Na verdade a produção não é dele; ele apresenta o filme e tem crédito como produtor executivo... Fui apresentado ao pessoal de uma empresa criada com base na produtora de David Lynch, e queria fazer o filme. David soube disso. E nós respeitamos muito o trabalho um do outro. Ele me perguntou quais eram meus planos e eu respondi que achava que deveríamos fazer filmes de baixo orçamento mas com ótimas histórias e os melhores atores. É assim que se deve agir em momentos de crise, quando as finanças estão degringolando. E ele foi muito encorajador. Disse que gostaria de participar do processo, ainda que não tenha influenciado (o filme). Lynch foi um companheiro muito agradável, um simpatizante.
Você está criando uma escola de cinema.
A Escola do Cineasta Renegado. (Risos.) Claro que não tem nada em comum com uma escola de cinema convencional. É mais uma questão de atitude. O objetivo é mais encorajar as pessoas a sair em busca de seus sonhos. E eu as encorajo a ler. Minha lista de leitura recomendada inclui Geórgicas, de Virgílio, e poesia islandesa do século 12.
Você vive e trabalha em Los Angeles, mas não está integrado ao sistema de Hollywood. Tem uma forma paralela de operar.
Na verdade, eu vivo e trabalho nos locais de filmagem. (Risos.) Mas adoro estar em Los Angeles, porque creio que seja a cidade com mais substância nos Estados Unidos. Todo mundo pensa sobre o glamour e brilho de Hollywood, mas isso não importa. A cidade tem muita substância. Quanto à segunda coisa, eu sempre considero que faço cinema comercial, convencional.
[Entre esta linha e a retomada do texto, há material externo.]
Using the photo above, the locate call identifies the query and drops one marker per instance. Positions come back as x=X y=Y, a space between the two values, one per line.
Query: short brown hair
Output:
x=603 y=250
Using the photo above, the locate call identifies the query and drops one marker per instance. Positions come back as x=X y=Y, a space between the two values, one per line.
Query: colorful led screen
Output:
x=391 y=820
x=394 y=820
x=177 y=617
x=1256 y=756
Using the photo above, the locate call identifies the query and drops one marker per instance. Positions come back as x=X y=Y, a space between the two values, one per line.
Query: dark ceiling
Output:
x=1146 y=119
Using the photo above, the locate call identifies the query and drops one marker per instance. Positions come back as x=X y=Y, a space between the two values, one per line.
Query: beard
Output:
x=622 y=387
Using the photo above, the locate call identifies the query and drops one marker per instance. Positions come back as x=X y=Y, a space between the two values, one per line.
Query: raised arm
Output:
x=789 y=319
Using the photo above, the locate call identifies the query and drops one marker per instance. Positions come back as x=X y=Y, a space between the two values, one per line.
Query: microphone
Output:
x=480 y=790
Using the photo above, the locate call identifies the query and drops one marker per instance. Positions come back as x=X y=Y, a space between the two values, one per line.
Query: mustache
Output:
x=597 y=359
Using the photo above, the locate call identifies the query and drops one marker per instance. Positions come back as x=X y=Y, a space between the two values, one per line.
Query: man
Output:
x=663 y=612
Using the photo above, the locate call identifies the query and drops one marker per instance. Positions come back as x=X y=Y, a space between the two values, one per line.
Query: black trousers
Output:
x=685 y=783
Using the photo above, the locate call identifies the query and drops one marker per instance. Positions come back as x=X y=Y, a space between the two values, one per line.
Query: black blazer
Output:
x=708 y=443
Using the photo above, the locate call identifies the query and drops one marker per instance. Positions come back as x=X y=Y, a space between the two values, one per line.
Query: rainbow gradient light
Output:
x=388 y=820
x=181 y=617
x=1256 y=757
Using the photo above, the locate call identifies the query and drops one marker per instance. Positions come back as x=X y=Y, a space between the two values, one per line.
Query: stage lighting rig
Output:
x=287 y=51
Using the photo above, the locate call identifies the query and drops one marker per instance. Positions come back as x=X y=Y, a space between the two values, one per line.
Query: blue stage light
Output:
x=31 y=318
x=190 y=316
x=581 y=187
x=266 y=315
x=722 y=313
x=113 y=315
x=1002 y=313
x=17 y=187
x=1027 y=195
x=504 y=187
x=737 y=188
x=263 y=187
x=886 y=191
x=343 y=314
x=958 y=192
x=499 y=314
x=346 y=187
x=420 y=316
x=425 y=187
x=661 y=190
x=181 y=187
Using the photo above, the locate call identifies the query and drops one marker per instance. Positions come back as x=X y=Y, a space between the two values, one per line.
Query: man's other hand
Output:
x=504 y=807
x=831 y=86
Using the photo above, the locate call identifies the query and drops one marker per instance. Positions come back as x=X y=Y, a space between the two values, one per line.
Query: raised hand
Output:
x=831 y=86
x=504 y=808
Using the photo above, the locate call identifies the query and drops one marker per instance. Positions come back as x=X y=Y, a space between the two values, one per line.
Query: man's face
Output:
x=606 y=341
Aguirre é convencional, Fitzcarraldo, Stroszek, Rescue Dawn, Grizzly Man, pode escolher, são todos filmes convencionais. Estou no centro. Meus filmes sempre tiveram narrativas maravilhosas e personagens malucos. E até crianças de cinco anos os adoram. Não creio que eu exista em uma espécie de universo paralelo ao de Hollywood. Na verdade, creio que comparados a mim todos os demais cineastas sejam excêntricos.